Column Indexing is recommended in SQL table for the sake of better performance?

So far we have learned what is indexing and how indexed column improve the performance of the query. Now we need to see the the other side of the coin as well – I mean is column indexing recommended?

There is no straight answer for this – it all depends on the needs and the way you operate your database table. As we have learned that the column indexing costs us additional writes and storage space, so if our application requires more insert/update operation, we might want to use tables without indexes, but if it requires more data retrieval operations, we should go for indexing table.

 

 

Why SharePoint is limited to have 20 indexed column in a list?

There might be other reasons, but this is my analysis. As we have seen that the drawback of indexed column is that – the indexed column indices require additional space on the disk as the indices are stored together in a table using the MyISAM engine, this file may rapidly reach to the threshold limits of the given file system means will exhaust all disk space when many columns from the same list are indexed. So we should try to minimize the indexed column number as much as possible.

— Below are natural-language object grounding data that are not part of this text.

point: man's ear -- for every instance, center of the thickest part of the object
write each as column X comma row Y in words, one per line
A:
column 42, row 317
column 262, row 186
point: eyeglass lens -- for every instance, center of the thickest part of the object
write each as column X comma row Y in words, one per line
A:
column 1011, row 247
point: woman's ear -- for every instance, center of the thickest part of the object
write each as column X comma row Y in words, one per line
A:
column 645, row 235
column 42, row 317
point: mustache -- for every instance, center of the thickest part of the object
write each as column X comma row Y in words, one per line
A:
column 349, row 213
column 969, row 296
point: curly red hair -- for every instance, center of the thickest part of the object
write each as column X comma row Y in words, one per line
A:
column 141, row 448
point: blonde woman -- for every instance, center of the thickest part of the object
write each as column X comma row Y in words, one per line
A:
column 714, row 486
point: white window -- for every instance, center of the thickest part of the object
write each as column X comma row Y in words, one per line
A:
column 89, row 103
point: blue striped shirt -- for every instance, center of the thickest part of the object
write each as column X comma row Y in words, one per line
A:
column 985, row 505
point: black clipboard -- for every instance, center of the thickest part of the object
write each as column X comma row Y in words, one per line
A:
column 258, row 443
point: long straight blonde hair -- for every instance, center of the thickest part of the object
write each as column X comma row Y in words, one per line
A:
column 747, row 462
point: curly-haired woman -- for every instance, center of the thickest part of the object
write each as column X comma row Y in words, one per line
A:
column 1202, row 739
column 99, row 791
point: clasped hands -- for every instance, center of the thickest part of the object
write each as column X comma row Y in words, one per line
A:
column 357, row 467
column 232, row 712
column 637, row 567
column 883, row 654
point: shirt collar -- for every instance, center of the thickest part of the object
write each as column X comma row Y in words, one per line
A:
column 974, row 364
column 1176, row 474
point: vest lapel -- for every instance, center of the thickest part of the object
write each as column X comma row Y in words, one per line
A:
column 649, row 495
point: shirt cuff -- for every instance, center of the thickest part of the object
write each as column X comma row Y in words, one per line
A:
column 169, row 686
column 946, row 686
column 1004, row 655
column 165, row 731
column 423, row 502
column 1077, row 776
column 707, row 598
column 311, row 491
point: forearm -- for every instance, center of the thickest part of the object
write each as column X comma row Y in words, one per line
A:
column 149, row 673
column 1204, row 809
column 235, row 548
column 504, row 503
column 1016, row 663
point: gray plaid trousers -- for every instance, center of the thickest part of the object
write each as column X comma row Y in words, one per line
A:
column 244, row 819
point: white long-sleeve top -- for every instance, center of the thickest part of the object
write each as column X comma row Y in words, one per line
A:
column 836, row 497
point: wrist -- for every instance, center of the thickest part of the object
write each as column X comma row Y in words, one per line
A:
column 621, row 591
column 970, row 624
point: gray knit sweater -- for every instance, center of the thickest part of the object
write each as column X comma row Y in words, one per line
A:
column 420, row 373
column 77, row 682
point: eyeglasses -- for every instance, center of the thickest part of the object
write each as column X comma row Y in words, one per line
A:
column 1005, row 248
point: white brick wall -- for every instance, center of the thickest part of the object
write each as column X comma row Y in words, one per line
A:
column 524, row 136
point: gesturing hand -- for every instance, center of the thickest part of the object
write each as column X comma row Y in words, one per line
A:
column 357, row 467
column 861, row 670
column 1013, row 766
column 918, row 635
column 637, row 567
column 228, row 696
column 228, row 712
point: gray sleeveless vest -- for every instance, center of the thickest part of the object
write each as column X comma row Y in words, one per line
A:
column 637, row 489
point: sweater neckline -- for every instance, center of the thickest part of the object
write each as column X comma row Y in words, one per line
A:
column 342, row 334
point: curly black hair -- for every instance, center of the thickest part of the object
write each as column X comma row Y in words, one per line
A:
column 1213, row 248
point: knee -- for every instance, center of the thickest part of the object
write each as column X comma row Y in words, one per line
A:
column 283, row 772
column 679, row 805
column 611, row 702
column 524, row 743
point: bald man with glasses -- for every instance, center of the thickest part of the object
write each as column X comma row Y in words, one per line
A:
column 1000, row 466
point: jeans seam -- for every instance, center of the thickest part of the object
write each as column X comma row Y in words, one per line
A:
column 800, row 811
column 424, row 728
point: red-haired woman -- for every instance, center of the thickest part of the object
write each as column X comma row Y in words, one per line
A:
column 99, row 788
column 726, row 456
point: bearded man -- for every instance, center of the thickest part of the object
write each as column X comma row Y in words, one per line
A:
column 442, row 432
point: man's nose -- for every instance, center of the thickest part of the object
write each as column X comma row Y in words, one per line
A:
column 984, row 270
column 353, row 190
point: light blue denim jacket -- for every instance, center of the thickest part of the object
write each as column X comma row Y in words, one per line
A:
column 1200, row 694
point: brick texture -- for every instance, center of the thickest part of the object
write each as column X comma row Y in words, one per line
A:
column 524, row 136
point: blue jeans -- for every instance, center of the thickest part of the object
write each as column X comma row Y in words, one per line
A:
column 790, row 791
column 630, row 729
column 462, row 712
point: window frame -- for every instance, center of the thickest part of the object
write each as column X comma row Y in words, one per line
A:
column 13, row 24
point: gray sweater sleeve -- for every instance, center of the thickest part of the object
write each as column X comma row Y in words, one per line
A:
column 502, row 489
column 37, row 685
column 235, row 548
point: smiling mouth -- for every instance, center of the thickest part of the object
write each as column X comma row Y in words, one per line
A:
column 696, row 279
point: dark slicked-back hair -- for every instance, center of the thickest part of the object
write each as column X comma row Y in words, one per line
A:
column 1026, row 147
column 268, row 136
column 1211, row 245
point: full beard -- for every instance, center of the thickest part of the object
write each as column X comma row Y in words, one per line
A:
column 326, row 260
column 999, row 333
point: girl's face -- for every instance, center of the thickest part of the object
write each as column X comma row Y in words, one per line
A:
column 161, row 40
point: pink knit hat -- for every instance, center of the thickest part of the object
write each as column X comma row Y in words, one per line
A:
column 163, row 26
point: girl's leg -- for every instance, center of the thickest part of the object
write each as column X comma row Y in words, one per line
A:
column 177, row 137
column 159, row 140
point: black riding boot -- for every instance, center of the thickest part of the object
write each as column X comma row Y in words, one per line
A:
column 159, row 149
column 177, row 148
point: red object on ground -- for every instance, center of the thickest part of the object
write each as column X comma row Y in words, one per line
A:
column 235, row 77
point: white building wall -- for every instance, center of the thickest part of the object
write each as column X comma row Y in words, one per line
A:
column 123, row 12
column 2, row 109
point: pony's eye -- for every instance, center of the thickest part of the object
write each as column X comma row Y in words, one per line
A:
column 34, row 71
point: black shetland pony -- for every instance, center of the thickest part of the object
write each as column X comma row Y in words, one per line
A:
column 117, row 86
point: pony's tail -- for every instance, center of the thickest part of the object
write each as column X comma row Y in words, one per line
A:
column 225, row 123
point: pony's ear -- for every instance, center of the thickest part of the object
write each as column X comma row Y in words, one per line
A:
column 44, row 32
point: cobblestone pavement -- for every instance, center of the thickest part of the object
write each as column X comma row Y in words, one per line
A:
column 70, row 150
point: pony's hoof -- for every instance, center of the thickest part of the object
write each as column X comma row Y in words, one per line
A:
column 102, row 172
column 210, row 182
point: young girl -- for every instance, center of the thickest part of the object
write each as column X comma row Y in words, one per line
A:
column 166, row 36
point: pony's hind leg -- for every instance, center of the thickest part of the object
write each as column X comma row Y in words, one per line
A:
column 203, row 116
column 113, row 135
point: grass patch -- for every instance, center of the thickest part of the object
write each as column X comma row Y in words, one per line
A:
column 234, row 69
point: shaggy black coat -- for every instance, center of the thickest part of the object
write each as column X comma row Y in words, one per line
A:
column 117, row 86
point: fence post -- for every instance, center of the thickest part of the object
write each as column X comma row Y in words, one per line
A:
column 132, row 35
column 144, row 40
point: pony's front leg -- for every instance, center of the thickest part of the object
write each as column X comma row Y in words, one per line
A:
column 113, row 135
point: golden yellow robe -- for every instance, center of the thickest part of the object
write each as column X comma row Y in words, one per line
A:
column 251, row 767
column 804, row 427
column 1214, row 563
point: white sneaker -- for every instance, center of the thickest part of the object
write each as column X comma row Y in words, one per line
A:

What are the SharePoint columns types are supported/unsupported for indexing?

SUPPORTED COLUMN TYPES

  • Title (but not in a document library)
  • Single line of text
  • Choice field (but not multi choice)
  • Number
  • Currency
  • Date/ Time
  • Lookup (but not multi value)
  • Person or Group (but not multi value)

UNSUPPORTED COLUMN TYPES

  • Multiple lines of text
  • Hyperlink/Picture
  • Custom Field Types
  • Calculated Field
  • Boolean (yes/no)
  • UI version
  • Checked out to
  • Content type ID

Summary – what we had here?

Thus, in this article we have learned that what exactly the column indexing is in the database and how it improves the performance of SQL queries or SharePoint list view queries.